Prof. Clark: I was first and foremost a musician and I spent much of my graduate experience at UCSD studying guitar performance with Pepe Romero, a world-famous guitarist. In two years I earned my master’s degree and went to Europe for two years on a Fulbright scholarship, but I was never good enough to become a concert guitarist. I had always loved music and art and culture and history and language and writing and then it dawned on me: The only place where all of those interests intersect is music history. So I applied to the doctoral program in musicology at UCLA because one of the leading Hispanists in the world was on their faculty — Robert Stevenson — and he became my advisor and he encouraged me to write a dissertation on Spanish music. And that dissertation has become the basis and foundation for numerous books I wrote after that and all of my research later on.

Jasmine: Out of curiosity, how many instruments do you know how to play?

Prof. Clark: I know how to play two well: Tuba and guitar. I began with the tuba for my high school band and was never too interested in it until one day the teacher told me I was lazy. Since then I practiced early every morning just to prove the professor wrong — because gosh did that bother me. Eventually I became good at it but my main interest was always in guitar. Just to add some flavor to this: It wasn’t until college when I started dating a girl named Louise, though nothing ever came of us, when I decided to focus on guitar. She loved it when I played the guitar, and I’m not sure if I would have decided to go that route if it weren’t for her.

Jasmine: What do you focus on when writing about Latin American classes as well as when teaching your classes at UCR?

Prof. Clark: Pleasure. If nothing that you work on gives you pleasure, there’s no point in doing it. And when I conduct my research, I try to find where pleasure and the frontiers of our knowledge intersect. I believe that the more you know about something, the more you will come to enjoy it. It’s never that something is boring: It’s simply that you don’t understand it enough. If you sit someone down to listen to Beethoven’s Fifth Symphony and say, “Here, appreciate it,” they won’t. But after they take a course on Beethoven or music appreciation, they will learn about the structures, the melodies, what Beethoven was trying to say about his life and about the times in which he was living. Then the lights go on, and you will realize, “He is actually trying to say something and what these sounds mean, why he organized them the way he did: Now this speaks to me.”

Jasmine: Has your experience teaching at UCR been different, if applicable, ever since being knighted?

Prof. Clark: No. My interactions with people have not changed. A part of me is incredibly honored to have received recognition from the Spanish people themselves — I mean, this is like the highlight of my 50 years of research and my life — but the other part of me thinks it’s sort of silly. I’m sitting here wearing a worn-out pair of jeans, a baggy red sweater with a hole in it and a red T-shirt inside to hide the hole. I don’t even take myself seriously sometimes.

Jasmine: Why have you decided to continue your career at UCR for the past 13 years?

Prof. Clark: By encountering other cultures and other ways of looking at the world, we increase our understanding of our own condition and who we are and what we have come to know, and that applies to all studies.
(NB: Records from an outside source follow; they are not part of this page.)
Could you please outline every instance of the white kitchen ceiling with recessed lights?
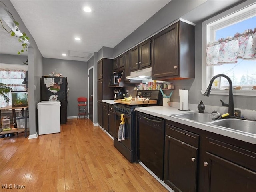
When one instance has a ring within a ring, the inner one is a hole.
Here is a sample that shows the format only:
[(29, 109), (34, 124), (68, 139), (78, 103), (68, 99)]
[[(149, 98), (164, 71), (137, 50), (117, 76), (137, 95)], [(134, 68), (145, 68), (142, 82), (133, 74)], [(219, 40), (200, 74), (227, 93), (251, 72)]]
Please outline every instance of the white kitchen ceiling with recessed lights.
[[(81, 56), (85, 54), (90, 57), (102, 46), (113, 48), (170, 0), (11, 2), (43, 57), (87, 61), (89, 58)], [(84, 12), (85, 6), (89, 6), (92, 12)], [(74, 40), (77, 36), (81, 38), (80, 42)], [(62, 56), (62, 53), (70, 52), (73, 56)]]

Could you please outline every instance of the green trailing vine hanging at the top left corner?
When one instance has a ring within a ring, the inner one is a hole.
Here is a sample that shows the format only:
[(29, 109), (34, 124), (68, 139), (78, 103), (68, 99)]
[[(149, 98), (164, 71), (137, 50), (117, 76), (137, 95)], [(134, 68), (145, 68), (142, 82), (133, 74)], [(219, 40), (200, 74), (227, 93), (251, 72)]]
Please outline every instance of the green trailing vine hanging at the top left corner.
[[(2, 1), (0, 1), (0, 3), (4, 4), (4, 2), (2, 2)], [(7, 6), (6, 6), (5, 4), (4, 4), (4, 6), (5, 6), (5, 10), (12, 16), (12, 14), (9, 12)], [(16, 32), (20, 32), (20, 30), (19, 30), (19, 28), (18, 28), (19, 23), (14, 19), (13, 16), (12, 16), (12, 20), (13, 20), (13, 22), (14, 22), (14, 24), (15, 24)], [(28, 51), (28, 43), (27, 43), (28, 41), (27, 41), (27, 40), (29, 40), (29, 37), (26, 35), (26, 33), (25, 33), (25, 32), (21, 32), (22, 35), (21, 35), (21, 36), (17, 36), (16, 33), (15, 33), (13, 30), (8, 31), (8, 30), (4, 27), (1, 18), (0, 18), (0, 22), (1, 22), (1, 25), (2, 25), (2, 27), (4, 28), (4, 30), (6, 30), (6, 32), (10, 33), (12, 37), (13, 37), (13, 36), (18, 37), (18, 41), (22, 43), (22, 45), (21, 45), (21, 46), (22, 46), (22, 49), (21, 49), (20, 51), (18, 51), (18, 55), (21, 54), (21, 53), (23, 53), (25, 50)]]

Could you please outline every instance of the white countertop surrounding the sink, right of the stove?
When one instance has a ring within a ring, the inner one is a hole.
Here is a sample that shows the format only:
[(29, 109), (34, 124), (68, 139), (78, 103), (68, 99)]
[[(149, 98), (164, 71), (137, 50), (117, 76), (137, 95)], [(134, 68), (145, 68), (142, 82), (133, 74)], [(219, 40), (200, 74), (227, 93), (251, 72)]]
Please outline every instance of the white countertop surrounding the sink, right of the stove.
[[(198, 129), (206, 130), (209, 132), (213, 132), (216, 134), (228, 136), (230, 138), (242, 140), (248, 143), (256, 144), (256, 135), (251, 135), (251, 134), (246, 134), (246, 133), (240, 133), (236, 132), (232, 129), (228, 128), (221, 128), (219, 126), (214, 126), (211, 124), (206, 124), (206, 123), (200, 123), (200, 122), (195, 122), (192, 120), (184, 119), (184, 118), (178, 118), (178, 117), (173, 117), (171, 115), (173, 114), (180, 114), (180, 113), (187, 113), (188, 111), (180, 111), (176, 107), (163, 107), (163, 106), (151, 106), (151, 107), (138, 107), (135, 108), (136, 111), (140, 111), (146, 114), (150, 114), (156, 117), (161, 117), (167, 120), (171, 120), (174, 122), (178, 122), (181, 124), (185, 124), (188, 126), (192, 126)], [(190, 112), (193, 112), (191, 110)]]

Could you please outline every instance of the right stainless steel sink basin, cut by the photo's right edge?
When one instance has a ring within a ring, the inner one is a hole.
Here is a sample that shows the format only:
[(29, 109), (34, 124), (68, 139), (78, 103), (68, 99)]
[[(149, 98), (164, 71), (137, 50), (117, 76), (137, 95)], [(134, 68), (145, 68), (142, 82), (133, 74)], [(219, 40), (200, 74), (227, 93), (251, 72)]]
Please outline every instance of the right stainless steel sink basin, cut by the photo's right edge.
[(248, 121), (248, 120), (242, 120), (242, 119), (221, 119), (221, 120), (209, 122), (209, 124), (233, 129), (239, 132), (256, 134), (256, 121)]

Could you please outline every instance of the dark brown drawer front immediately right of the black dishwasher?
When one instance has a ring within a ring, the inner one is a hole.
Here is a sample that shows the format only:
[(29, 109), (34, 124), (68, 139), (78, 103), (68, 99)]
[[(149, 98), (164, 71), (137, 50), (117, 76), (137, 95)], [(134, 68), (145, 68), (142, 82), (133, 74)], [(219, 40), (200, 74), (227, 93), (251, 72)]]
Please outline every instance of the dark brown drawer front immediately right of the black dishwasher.
[(198, 134), (194, 134), (170, 125), (166, 126), (166, 134), (198, 148), (198, 144), (199, 144)]

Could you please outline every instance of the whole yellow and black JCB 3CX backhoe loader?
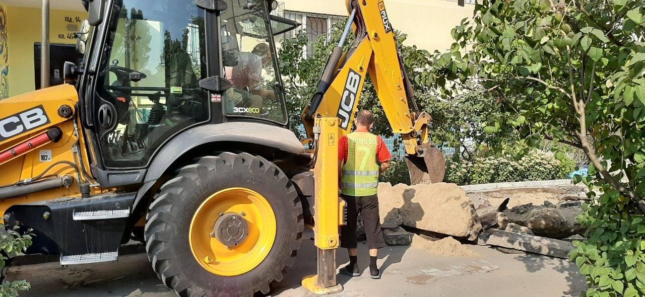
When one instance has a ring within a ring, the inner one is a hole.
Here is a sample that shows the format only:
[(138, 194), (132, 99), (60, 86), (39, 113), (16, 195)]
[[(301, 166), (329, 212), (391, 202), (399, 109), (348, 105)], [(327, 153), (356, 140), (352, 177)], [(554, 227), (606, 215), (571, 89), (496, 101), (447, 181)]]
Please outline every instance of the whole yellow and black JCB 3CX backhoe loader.
[(297, 23), (270, 15), (275, 0), (79, 5), (83, 62), (64, 65), (66, 84), (0, 101), (0, 212), (32, 230), (27, 253), (112, 262), (135, 239), (180, 296), (252, 296), (283, 279), (315, 214), (319, 273), (303, 283), (338, 291), (336, 145), (367, 75), (414, 182), (442, 179), (379, 0), (347, 2), (344, 36), (357, 39), (330, 57), (303, 142), (288, 129), (273, 43)]

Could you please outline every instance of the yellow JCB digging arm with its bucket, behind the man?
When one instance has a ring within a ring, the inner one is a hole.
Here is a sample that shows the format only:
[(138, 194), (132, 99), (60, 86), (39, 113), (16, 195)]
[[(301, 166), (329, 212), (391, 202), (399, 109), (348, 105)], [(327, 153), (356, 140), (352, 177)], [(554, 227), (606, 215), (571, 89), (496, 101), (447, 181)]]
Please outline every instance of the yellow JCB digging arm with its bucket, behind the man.
[[(384, 2), (348, 0), (347, 5), (350, 17), (341, 41), (324, 68), (317, 93), (303, 112), (308, 137), (305, 142), (314, 139), (316, 117), (337, 117), (340, 135), (350, 133), (369, 75), (392, 131), (401, 135), (411, 182), (441, 182), (445, 160), (430, 143), (428, 125), (432, 117), (417, 108)], [(348, 52), (343, 52), (350, 30), (356, 39)]]

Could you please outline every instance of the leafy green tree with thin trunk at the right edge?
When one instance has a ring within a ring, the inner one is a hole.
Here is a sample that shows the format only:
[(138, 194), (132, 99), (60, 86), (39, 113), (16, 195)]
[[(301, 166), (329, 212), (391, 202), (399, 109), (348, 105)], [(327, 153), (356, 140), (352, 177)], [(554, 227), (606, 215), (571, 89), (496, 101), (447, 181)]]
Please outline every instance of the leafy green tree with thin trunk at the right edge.
[[(479, 2), (479, 1), (478, 1)], [(571, 259), (588, 296), (645, 294), (645, 3), (643, 0), (483, 0), (435, 55), (428, 83), (444, 95), (477, 79), (508, 112), (522, 143), (581, 148), (590, 160), (587, 239)], [(557, 155), (562, 155), (558, 153)]]

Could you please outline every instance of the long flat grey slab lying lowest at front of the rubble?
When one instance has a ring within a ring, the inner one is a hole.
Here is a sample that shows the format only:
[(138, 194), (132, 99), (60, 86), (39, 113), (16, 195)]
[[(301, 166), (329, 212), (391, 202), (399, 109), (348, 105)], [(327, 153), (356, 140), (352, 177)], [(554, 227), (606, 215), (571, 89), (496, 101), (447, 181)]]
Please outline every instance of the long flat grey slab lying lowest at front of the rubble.
[(479, 238), (477, 238), (477, 244), (518, 249), (563, 259), (568, 259), (569, 253), (573, 249), (573, 244), (564, 240), (508, 232), (499, 229), (488, 229), (482, 232)]

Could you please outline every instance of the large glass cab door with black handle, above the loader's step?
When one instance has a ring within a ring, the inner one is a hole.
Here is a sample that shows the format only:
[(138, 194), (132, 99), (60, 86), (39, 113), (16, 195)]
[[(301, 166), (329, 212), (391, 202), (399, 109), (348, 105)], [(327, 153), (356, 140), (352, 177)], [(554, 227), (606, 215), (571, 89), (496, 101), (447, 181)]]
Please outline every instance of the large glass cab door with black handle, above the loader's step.
[(145, 168), (164, 142), (210, 118), (199, 81), (209, 76), (211, 16), (194, 0), (114, 4), (90, 99), (92, 129), (101, 167)]

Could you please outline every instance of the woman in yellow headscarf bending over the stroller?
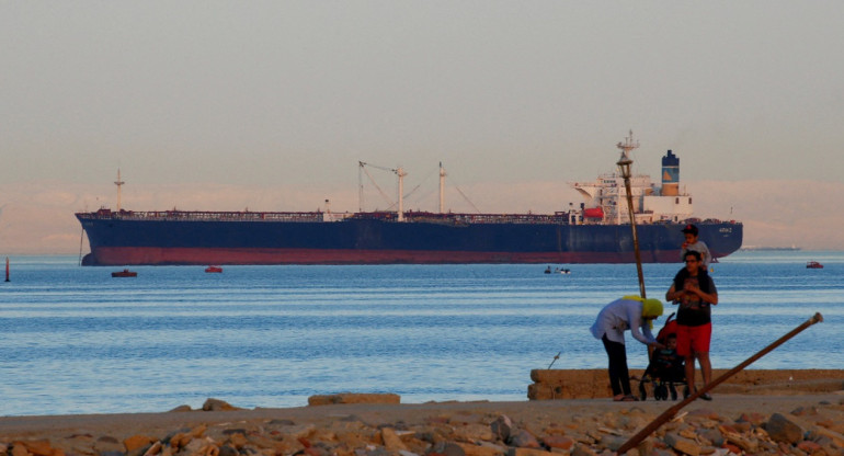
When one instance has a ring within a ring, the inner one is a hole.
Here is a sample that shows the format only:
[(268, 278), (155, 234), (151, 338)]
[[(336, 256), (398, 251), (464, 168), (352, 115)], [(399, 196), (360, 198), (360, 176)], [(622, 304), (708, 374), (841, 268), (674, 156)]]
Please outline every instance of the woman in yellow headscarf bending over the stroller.
[(597, 315), (590, 331), (595, 339), (604, 343), (609, 357), (609, 385), (613, 400), (634, 401), (630, 391), (630, 374), (627, 371), (627, 351), (624, 332), (630, 330), (634, 339), (649, 347), (662, 349), (662, 344), (651, 333), (653, 320), (662, 315), (659, 299), (642, 299), (638, 296), (625, 296), (607, 304)]

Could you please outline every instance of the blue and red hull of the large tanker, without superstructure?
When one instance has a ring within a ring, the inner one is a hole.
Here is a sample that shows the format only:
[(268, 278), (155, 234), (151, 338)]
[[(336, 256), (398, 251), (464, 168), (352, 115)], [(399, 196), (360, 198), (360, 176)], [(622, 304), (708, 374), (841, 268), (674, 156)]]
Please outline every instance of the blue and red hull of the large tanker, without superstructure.
[[(631, 263), (629, 225), (442, 224), (380, 219), (223, 221), (78, 214), (85, 265)], [(680, 261), (682, 225), (637, 227), (641, 260)], [(714, 258), (741, 247), (742, 225), (698, 224)]]

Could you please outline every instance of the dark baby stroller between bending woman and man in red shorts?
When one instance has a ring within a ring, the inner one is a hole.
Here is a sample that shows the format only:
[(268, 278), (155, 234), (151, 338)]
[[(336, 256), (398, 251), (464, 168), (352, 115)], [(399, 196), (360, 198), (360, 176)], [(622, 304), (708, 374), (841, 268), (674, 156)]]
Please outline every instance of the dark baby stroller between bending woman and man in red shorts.
[[(663, 350), (657, 350), (651, 355), (648, 368), (645, 369), (641, 381), (639, 381), (639, 398), (648, 398), (647, 384), (652, 384), (653, 398), (657, 400), (677, 400), (676, 385), (685, 385), (684, 360), (676, 352), (677, 322), (674, 320), (674, 314), (665, 319), (665, 324), (657, 333), (657, 341), (666, 346)], [(674, 343), (671, 343), (674, 339)], [(673, 345), (673, 346), (670, 346)]]

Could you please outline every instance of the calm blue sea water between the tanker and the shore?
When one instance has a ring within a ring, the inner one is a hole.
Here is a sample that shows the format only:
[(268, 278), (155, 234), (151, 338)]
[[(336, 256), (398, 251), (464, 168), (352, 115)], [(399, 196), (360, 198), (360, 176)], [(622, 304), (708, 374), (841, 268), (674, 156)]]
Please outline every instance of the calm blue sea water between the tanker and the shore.
[[(11, 259), (0, 282), (0, 415), (156, 412), (206, 398), (298, 407), (308, 396), (526, 400), (529, 372), (603, 368), (589, 327), (638, 293), (636, 266), (81, 267)], [(807, 270), (808, 260), (825, 265)], [(662, 297), (680, 264), (646, 264)], [(715, 265), (712, 364), (730, 368), (809, 319), (751, 368), (844, 368), (844, 252), (739, 252)], [(671, 306), (666, 306), (671, 311)], [(658, 320), (657, 326), (662, 324)], [(631, 367), (645, 346), (628, 334)]]

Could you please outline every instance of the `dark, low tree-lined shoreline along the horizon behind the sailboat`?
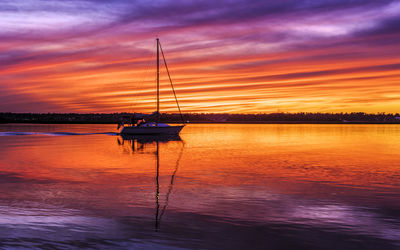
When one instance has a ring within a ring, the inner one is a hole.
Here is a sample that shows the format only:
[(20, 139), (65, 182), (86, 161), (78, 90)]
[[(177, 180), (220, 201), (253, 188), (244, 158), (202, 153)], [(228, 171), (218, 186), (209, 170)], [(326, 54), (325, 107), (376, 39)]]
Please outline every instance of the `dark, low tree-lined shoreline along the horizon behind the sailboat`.
[[(131, 121), (132, 113), (0, 113), (0, 123), (32, 124), (117, 124)], [(145, 114), (136, 114), (152, 121)], [(146, 118), (147, 117), (147, 118)], [(153, 119), (154, 121), (154, 119)], [(163, 123), (182, 123), (179, 114), (162, 113)], [(213, 114), (186, 113), (183, 121), (190, 124), (400, 124), (400, 115), (367, 113), (270, 113), (270, 114)]]

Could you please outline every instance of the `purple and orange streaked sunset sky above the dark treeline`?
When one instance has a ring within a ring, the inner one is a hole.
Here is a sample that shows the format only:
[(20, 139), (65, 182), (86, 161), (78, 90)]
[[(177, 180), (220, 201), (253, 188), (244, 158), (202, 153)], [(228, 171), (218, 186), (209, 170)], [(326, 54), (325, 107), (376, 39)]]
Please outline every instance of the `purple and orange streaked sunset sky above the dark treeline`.
[(0, 0), (0, 112), (152, 112), (156, 37), (183, 112), (400, 112), (386, 0)]

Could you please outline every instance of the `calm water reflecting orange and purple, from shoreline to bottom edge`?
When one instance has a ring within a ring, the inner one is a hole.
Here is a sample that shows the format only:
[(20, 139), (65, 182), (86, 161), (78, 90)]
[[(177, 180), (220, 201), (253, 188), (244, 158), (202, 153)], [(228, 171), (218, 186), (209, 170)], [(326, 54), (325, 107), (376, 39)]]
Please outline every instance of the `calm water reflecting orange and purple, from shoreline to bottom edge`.
[(0, 248), (400, 248), (398, 125), (113, 132), (0, 125)]

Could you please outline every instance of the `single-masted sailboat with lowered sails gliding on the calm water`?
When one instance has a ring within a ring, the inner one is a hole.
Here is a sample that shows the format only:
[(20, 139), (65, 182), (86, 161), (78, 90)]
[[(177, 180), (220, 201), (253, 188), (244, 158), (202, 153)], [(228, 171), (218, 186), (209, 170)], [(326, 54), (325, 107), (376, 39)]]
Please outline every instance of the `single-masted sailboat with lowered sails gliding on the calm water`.
[[(185, 126), (181, 109), (179, 107), (178, 99), (176, 98), (176, 93), (174, 85), (172, 84), (171, 75), (168, 70), (167, 61), (165, 60), (164, 51), (161, 47), (159, 38), (157, 41), (157, 111), (149, 115), (148, 118), (154, 118), (155, 122), (148, 122), (143, 116), (132, 117), (131, 123), (128, 126), (122, 125), (121, 134), (128, 135), (178, 135), (182, 128)], [(179, 114), (182, 119), (182, 125), (169, 125), (165, 123), (160, 123), (160, 51), (163, 57), (163, 62), (165, 68), (167, 69), (169, 81), (171, 83), (171, 88), (174, 93), (176, 105), (179, 110)]]

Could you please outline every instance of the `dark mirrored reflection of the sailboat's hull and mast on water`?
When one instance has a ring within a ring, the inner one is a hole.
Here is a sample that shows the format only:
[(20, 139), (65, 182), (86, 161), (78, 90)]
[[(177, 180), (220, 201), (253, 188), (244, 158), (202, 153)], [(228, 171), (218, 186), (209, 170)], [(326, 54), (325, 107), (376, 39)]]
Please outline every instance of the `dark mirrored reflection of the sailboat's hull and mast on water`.
[[(176, 173), (178, 172), (179, 162), (183, 155), (183, 149), (185, 147), (184, 141), (180, 138), (179, 135), (156, 135), (156, 136), (144, 136), (144, 135), (123, 135), (121, 134), (121, 139), (118, 138), (118, 145), (125, 145), (126, 143), (130, 144), (130, 148), (132, 149), (132, 153), (140, 151), (144, 152), (146, 144), (155, 144), (156, 150), (144, 153), (152, 153), (156, 158), (156, 178), (155, 178), (155, 230), (158, 231), (160, 229), (161, 219), (165, 213), (165, 210), (168, 207), (169, 197), (172, 192), (174, 186), (174, 180)], [(171, 141), (181, 142), (180, 151), (178, 153), (178, 158), (175, 162), (174, 170), (171, 174), (171, 180), (168, 185), (168, 191), (165, 195), (164, 205), (161, 205), (160, 200), (160, 144), (168, 143)]]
Learning from my students and being surrounded by such abundant diversity enriches my life and it increases my understanding of the world and my knowledge about myself. I once had a colleague named Elizabeth Kuznesof at The University of Kansas and I asked her: “Elizabeth, why did you get into the study of Brazilian colonial history with a name like ‘Kuznesof’?” and she said, “Because by delving into a culture completely different from my own, I understood myself better.” And that is the ultimate value of diversity and why I like being at UCR.